No cóż przestałam pisać i zaglądać do Was bo się poddałam. Po prostu przestałam zdrowo jeść i zaczęłam żreć tak jak  wcześniej. Cały czas jestem głodna i nie mogę nad tym zapanować. Myślę, że już sama sobie z tym nie dam rady. Moja waga utrzymuje się w okolicach 133 kg i po prostu nie mam się czym chwalić. Teraz w tę sobotę jadę na dwa tygodnie do Polski i zapisałam się na wizytę w Centrum  Leczenia Otyłości w Rzeszowie zobaczę co powiedzą mi eksperci i czy będą w stanie mi pomóc. Nie wiem czy ta wizyta ma jakiś sens bo żeby dobrze wziąść się za siebie na takie wizyty powinnam chodzić co miesiąc ale nie jest to możliwe, bo cały czas pracuje we Włoszech. Nie zaglądam do Was bo mi wstyd i zazdroszczę Wam wytrwałości w walce

 

POZDRAWIAM GORĄCO WSZYSTKICH ZNAJOMYCH I PRZESYŁAM CAŁUSKI TYM KTÓRZY MNIE JESZCZE PAMIĘTAJĄ 

  • LadyXXXL

    LadyXXXL

    3 września 2013, 21:00

    Tu nie ma co zazdrościć tylko działać samemu uwierz w siebie !!!!!!

  • viola1967

    viola1967

    3 września 2013, 17:26

    Pozdrawim,... tez sie nie odchudzam ale ciagle czytam i marze jak byc chudym .!!!

  • sardynka50

    sardynka50

    3 września 2013, 12:24

    No jasne,że Ciebie pamiętam i cieszę się,że wróciłaś...Wiem z własnego doświadczenia...że gdy się przestaje zaglądać na Vitalię...to najprostsza droga do tycia...Ważne ,że jesteś z nami i zrobiłaś ten pierwszy krok...Pozdrawiam serdecznie...buziaczki...

  • linka51

    linka51

    3 września 2013, 08:24

    Każdy z nas tutaj kiedyś wraca, i najważniejsze jest to że jest gdzie wracać. I każda z nas miała momenty kiedy się zapuszczała w otchłań jedzenia.
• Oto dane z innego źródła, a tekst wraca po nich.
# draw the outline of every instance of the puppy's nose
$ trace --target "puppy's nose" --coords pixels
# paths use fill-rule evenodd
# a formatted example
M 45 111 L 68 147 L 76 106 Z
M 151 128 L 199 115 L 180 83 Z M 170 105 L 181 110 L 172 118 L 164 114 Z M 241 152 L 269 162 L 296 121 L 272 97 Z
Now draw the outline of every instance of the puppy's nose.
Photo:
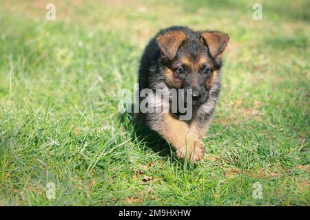
M 201 94 L 198 91 L 193 91 L 193 99 L 197 100 L 201 97 Z

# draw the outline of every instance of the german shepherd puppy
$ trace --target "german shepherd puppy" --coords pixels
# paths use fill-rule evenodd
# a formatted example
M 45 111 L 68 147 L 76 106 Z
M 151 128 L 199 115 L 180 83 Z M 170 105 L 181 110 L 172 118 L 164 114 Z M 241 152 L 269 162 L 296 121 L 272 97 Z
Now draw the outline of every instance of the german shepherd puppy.
M 147 45 L 139 69 L 139 92 L 143 89 L 153 94 L 139 98 L 149 106 L 172 107 L 168 91 L 191 91 L 192 117 L 180 120 L 177 112 L 136 113 L 134 120 L 146 120 L 151 129 L 166 139 L 176 150 L 177 156 L 196 162 L 203 158 L 205 146 L 201 140 L 212 120 L 220 94 L 222 56 L 229 37 L 218 31 L 194 31 L 185 27 L 171 27 L 160 31 Z M 169 97 L 156 100 L 161 89 Z M 185 105 L 188 104 L 184 100 Z M 145 116 L 145 117 L 141 117 Z

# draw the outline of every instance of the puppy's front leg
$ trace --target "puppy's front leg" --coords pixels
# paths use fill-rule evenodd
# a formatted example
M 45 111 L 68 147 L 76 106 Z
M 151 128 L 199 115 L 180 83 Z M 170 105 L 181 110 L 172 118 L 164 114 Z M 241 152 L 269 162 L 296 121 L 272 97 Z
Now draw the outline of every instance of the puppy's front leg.
M 188 124 L 174 117 L 169 113 L 149 115 L 151 128 L 176 148 L 177 156 L 195 162 L 203 157 L 205 147 L 195 132 L 189 129 Z

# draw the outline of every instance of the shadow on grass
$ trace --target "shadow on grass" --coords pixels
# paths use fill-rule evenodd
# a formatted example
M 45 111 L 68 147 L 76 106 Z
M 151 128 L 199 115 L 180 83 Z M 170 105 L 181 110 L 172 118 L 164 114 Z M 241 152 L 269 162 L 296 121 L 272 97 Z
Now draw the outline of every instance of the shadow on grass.
M 154 153 L 161 157 L 171 157 L 172 149 L 167 141 L 147 125 L 145 117 L 138 123 L 134 121 L 134 113 L 125 113 L 121 115 L 121 122 L 126 124 L 127 130 L 132 130 L 132 138 L 137 143 L 145 144 Z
Popytaj może dietetyków czy możliwe sa na przykład konsultacje przez skype czy maila, nie ma co od razu się poddawać na starcie. jeśli przedstawisz swoją sytuację to pewnie coś wymyślicie razem. Nie daj się i nie pozwól żeby waga nadal rosła :) pozdrawiam kochana, jeśli masz ochotę to zapraszam do skromnej grupki wsparcia, wczoraj wystartowałyśmy, na razie z wagą początkową, za tydzień podajemy wagę dla porównania.

  • LadyXXXL

    LadyXXXL

    3 września 2013, 01:11

    witaj startowałam z tej samej wagi 133 wytrwałam 60 dni od dziś planuje systematycznych ćwiczeń i znalazłam odpowiednie dla siebie ćwiczenia w domu.Zapraszam do znajomych jeśli potrzebujesz wsparcia.Nie wstydź sie powinnaś być dumna,że pierwszy krok za Tobą a mianowicie decyzja o walce z kg.